Voice Gateway Architecture¶
At Jorvis, we believe that natural, conversational interaction is the future of enterprise data analysis. To achieve this, we developed a proprietary Voice Gateway built on WebRTC and WebSocket technologies, designed specifically to deliver ultra-low latency (<50ms) voice experiences.
Core Components¶
- WebRTC Ingestion: Audio is streamed directly from the client's browser to our edge nodes using WebRTC. This avoids the overhead of traditional HTTP request-response cycles for audio chunks, ensuring immediate audio availability at the server.
- WebSocket Signaling: Control messages, intent routing signals, and system state are managed via a persistent WebSocket connection, allowing for full-duplex communication without latency penalties.
- Voice Intent Routing: Before passing audio to heavy Large Language Models, a lightweight routing layer analyzes the acoustic features and initial transcription snippets to determine the user's intent.
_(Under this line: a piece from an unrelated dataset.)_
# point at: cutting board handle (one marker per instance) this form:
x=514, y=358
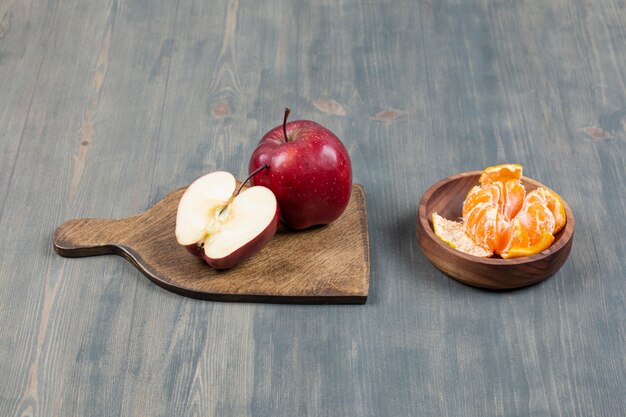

If the query is a simple navigation command or a known cached query, it bypasses the LLM entirely, resulting in near-instantaneous responses.
Achieving <50ms Latency¶
Traditional voice assistants suffer from latency caused by sequential processing: Speech-to-Text (STT) -> Natural Language Understanding (NLU) -> Text-to-Speech (TTS).
Jorvis achieves <50ms latency by: - Streaming pipelines: Processing begins as soon as the first few milliseconds of audio are received. - Edge computing: Terminating WebRTC connections as close to the user as possible. - Optimized backends: The core routing logic is highly optimized to minimize execution time. - Predictive pre-fetching: If the Voice Intent Router predicts a data fetch will be required, it initiates the database query before the user has even finished speaking.
Security and Privacy¶
All WebRTC streams are end-to-end encrypted. We employ strict ephemeral secret rotation for WebRTC token generation, ensuring that no unauthorized client can establish a voice session.